2. D. A compensating control is one that is used to meet a requirement when the requirement cannot be directly met. Fire suppression systems do not prevent fire damage, but if properly employed, they can mitigate or limit the level of damage from fire. A preventative control is one that prevents specific actions from occurring. A physical control is one that prevents specific physical actions from occurring, such as a mantrap prevents tailgating. A deterrent control acts to influence the attacker by reducing the likelihood of success.
3. C. A penetration test is a form of risk assessment and thus is a managerial action, as it advises management of the current risk posture associated with a system.
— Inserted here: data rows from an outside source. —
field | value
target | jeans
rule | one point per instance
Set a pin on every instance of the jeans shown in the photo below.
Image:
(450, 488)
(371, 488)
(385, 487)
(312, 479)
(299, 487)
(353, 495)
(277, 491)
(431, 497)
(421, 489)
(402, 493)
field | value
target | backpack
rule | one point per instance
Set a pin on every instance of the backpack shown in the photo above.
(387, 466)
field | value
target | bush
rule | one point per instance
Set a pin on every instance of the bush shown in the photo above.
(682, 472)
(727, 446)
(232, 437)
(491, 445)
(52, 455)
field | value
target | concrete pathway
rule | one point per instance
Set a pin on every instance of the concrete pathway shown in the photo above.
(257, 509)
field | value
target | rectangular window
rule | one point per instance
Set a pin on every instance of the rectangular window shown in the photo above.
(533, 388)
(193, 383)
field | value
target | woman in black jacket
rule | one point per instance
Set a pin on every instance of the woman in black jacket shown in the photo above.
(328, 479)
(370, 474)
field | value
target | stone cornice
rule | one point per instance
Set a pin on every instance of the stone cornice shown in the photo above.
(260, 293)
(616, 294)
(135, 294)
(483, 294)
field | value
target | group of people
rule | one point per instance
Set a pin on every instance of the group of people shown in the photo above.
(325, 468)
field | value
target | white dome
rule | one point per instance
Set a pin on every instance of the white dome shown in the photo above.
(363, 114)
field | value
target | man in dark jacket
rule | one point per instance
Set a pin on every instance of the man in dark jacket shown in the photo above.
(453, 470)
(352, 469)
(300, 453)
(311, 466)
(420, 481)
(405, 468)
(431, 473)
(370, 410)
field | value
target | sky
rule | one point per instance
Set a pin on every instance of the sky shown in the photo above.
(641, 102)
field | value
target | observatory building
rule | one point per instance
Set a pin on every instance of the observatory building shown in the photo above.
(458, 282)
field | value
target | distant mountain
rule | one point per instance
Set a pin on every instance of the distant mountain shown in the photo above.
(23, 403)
4. C. An operational control is a policy or procedure used to limit security risk. The key word in the question is category.
5. A and D. It is possible for a specific security control to fall into more than one type. Because a mantrap is a physical barrier that prevents tailgating, it is both a physical control and a preventative control. Corrective controls are used after the event, in an effort to minimize the extent of damage. An administrative control is simply a distractor.
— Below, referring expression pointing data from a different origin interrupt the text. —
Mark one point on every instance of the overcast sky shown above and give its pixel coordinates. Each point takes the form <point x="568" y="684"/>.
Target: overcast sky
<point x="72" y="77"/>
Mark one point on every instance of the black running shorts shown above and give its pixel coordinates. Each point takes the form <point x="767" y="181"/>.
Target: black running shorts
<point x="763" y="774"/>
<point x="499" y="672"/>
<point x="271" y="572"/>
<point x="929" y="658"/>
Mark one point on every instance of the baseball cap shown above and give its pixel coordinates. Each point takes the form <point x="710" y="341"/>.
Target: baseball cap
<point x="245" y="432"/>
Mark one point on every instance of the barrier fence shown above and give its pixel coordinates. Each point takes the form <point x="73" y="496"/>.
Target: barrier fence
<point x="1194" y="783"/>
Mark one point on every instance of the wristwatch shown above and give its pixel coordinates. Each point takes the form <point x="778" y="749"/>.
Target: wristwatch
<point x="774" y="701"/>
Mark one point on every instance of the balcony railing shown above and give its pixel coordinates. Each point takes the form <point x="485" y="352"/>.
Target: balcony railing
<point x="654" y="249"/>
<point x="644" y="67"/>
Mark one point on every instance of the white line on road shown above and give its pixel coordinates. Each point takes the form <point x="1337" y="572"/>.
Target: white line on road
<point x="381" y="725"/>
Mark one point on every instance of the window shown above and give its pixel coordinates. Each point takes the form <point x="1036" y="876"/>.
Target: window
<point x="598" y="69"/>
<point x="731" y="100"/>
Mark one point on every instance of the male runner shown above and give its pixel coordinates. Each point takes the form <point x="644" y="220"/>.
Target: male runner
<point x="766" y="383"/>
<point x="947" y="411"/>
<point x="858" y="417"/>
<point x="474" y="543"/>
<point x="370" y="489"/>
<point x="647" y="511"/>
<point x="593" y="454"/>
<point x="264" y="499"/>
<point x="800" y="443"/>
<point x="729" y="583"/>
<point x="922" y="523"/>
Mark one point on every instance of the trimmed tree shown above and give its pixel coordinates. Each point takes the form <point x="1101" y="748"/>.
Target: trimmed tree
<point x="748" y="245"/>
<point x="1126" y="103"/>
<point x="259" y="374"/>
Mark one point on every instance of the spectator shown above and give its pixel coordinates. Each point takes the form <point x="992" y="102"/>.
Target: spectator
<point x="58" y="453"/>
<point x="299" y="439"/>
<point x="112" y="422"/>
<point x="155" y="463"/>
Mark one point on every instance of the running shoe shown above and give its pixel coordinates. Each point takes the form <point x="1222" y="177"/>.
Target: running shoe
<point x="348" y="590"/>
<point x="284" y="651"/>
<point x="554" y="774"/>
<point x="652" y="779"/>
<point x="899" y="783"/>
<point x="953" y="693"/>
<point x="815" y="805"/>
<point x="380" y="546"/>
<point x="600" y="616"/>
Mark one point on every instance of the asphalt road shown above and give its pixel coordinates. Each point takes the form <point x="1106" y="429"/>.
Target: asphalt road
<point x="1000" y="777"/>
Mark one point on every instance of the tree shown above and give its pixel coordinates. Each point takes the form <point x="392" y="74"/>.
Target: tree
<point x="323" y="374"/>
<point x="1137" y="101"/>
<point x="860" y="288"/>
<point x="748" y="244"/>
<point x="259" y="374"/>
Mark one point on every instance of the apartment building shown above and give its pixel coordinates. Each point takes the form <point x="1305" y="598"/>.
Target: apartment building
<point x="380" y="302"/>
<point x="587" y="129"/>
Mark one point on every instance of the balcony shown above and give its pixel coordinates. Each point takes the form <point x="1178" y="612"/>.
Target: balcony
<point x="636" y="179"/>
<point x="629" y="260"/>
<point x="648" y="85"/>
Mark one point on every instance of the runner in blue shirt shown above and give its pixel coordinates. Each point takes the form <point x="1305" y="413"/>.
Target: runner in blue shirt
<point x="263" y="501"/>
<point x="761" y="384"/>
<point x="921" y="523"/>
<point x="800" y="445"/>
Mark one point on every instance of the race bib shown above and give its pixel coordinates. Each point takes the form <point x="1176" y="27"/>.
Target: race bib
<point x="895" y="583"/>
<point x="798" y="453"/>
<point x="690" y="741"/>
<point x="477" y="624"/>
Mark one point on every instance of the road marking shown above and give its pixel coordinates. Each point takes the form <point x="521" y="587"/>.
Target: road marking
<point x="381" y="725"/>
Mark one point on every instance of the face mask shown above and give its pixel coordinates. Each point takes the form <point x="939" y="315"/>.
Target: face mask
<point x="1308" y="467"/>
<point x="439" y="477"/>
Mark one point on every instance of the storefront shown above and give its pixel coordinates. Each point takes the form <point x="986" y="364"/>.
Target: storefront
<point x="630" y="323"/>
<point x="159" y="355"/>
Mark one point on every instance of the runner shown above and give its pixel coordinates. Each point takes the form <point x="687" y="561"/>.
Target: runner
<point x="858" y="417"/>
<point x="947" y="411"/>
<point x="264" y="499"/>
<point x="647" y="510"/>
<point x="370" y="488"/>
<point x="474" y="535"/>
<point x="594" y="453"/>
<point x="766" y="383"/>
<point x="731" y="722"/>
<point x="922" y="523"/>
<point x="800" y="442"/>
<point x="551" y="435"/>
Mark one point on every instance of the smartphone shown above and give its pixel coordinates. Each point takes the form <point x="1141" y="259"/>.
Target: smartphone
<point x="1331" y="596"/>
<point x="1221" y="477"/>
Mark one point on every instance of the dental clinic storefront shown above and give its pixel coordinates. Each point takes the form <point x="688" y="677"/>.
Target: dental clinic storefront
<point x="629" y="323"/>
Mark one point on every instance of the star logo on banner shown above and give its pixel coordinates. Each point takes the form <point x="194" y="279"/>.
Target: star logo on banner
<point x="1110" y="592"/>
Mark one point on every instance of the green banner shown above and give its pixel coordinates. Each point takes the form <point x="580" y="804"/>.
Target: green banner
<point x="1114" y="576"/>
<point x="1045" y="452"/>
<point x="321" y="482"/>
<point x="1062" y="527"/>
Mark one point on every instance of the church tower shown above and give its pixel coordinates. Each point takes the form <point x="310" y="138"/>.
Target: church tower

6. A. People is not a defined category of security control. Security controls that function through people’s actions are called operational controls.
7. B. Technical controls are the most likely to be automated, as they are machine based.
8. D. Compensating controls are used when there is no direct way to address a risk.
9. A. The key word in the question is type, making detective the correct answer. If the question asked for the category, the correct answer would be technical.
10. B. Technical controls can be automated and can thus be the fastest to respond to an incident.